James Moore: "New Orleans is a symptom of something far greater than simply inadequate federal response. Our government, and all of the great institutions that have maintained our democracy, is dying. And we have let it. We have not listened for the truth." We always owed ourself more than to listen to the truth. Indeed we have enjoyed ourselves - we have lived the good life.

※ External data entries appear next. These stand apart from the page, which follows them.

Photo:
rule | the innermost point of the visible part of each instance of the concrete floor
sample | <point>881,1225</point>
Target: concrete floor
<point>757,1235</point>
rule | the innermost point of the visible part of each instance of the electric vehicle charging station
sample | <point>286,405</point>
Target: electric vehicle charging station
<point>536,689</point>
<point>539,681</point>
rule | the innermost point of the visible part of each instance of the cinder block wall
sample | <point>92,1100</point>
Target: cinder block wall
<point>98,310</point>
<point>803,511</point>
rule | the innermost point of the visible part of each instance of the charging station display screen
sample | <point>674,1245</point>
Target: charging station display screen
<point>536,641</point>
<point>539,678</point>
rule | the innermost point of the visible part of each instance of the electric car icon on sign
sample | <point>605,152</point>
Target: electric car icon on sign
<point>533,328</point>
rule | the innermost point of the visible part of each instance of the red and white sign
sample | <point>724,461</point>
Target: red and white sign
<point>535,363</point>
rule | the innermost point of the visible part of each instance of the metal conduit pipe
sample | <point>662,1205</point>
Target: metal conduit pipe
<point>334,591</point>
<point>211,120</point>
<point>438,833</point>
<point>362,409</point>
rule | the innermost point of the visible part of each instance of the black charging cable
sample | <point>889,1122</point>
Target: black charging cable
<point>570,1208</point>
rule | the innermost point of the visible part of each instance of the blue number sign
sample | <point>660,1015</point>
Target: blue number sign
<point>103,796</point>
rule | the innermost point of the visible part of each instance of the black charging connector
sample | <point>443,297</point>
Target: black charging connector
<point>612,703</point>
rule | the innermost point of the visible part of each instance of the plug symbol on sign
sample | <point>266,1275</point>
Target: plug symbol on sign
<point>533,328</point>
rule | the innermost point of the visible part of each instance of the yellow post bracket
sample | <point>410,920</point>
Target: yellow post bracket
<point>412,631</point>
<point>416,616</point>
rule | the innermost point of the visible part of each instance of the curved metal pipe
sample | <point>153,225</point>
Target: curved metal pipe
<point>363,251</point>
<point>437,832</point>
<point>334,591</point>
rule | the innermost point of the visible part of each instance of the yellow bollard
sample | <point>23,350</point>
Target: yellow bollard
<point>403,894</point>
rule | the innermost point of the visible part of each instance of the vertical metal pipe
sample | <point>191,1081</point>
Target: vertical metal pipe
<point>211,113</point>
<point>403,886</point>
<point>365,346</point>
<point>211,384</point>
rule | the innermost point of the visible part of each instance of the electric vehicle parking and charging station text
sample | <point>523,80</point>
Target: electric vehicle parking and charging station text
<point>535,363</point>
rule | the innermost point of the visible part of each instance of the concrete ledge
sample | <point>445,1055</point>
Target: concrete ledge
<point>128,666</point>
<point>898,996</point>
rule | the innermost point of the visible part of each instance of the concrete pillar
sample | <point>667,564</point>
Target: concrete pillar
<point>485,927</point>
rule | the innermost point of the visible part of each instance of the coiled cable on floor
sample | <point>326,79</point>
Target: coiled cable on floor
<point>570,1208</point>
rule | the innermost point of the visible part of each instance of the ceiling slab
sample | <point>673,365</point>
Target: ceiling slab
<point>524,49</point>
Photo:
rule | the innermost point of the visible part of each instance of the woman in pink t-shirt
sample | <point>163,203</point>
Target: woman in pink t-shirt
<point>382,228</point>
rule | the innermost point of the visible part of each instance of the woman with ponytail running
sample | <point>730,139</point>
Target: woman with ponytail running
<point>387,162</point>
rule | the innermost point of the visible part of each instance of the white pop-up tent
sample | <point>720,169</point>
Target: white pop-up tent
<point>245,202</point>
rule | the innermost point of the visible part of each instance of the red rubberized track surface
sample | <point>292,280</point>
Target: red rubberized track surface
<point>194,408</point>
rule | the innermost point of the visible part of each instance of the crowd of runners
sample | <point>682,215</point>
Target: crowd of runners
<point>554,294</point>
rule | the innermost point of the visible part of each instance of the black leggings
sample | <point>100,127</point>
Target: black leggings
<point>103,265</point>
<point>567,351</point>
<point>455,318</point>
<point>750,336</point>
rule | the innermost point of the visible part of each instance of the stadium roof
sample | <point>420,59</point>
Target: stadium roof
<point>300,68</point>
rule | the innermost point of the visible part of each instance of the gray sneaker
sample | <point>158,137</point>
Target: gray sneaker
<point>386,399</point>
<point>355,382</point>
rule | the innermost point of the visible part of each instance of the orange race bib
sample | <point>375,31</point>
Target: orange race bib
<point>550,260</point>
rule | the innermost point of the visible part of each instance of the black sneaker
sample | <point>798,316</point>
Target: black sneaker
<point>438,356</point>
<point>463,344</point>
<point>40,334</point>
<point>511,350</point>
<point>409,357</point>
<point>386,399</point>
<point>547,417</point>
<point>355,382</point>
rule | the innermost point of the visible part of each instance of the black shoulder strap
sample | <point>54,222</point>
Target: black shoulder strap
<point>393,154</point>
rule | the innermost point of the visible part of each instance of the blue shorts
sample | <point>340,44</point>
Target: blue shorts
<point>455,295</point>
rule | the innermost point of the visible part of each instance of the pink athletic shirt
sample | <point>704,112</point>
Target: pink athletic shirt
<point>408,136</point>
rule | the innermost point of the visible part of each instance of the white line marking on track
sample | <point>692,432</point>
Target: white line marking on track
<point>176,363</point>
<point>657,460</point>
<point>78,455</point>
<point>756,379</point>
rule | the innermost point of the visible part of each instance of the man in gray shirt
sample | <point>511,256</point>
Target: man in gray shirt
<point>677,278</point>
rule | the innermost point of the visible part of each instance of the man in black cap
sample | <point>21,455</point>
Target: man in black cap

How is it that the generation that prided itself on its honesty and self-insight has become incapable of admitting error? Before you start to explain away what I have said as "guilt tripping", please explain to me what real guilt would look like.
"The Lord is kind and merciful, slow to anger and rich in compassion." Let us ask for forgiveness for the times when the false religion of wealth and power has entered our hearts and we accepted it gladly. And let us ask that George Bush repent of and be forgiven for his neglect of the poor and the defenseless and that in this forgiveness he may find the blessings which come from service to the poor in spirit.
Saturday, September 03, 2005
To be a Christian means to accept an inescapable responsibility to the poor. The scenes along the Gulf Coast are the result of the systematic abandonment of this responsibility. The people in charge of this government don’t believe in government and so it is logical that they can’t carry out effective government policies. For them, dependence on government assistance is the result of personal moral evil and must be expunged, or else the weak themselves must be expunged.
Let us pray that God will hear the voice of the poor.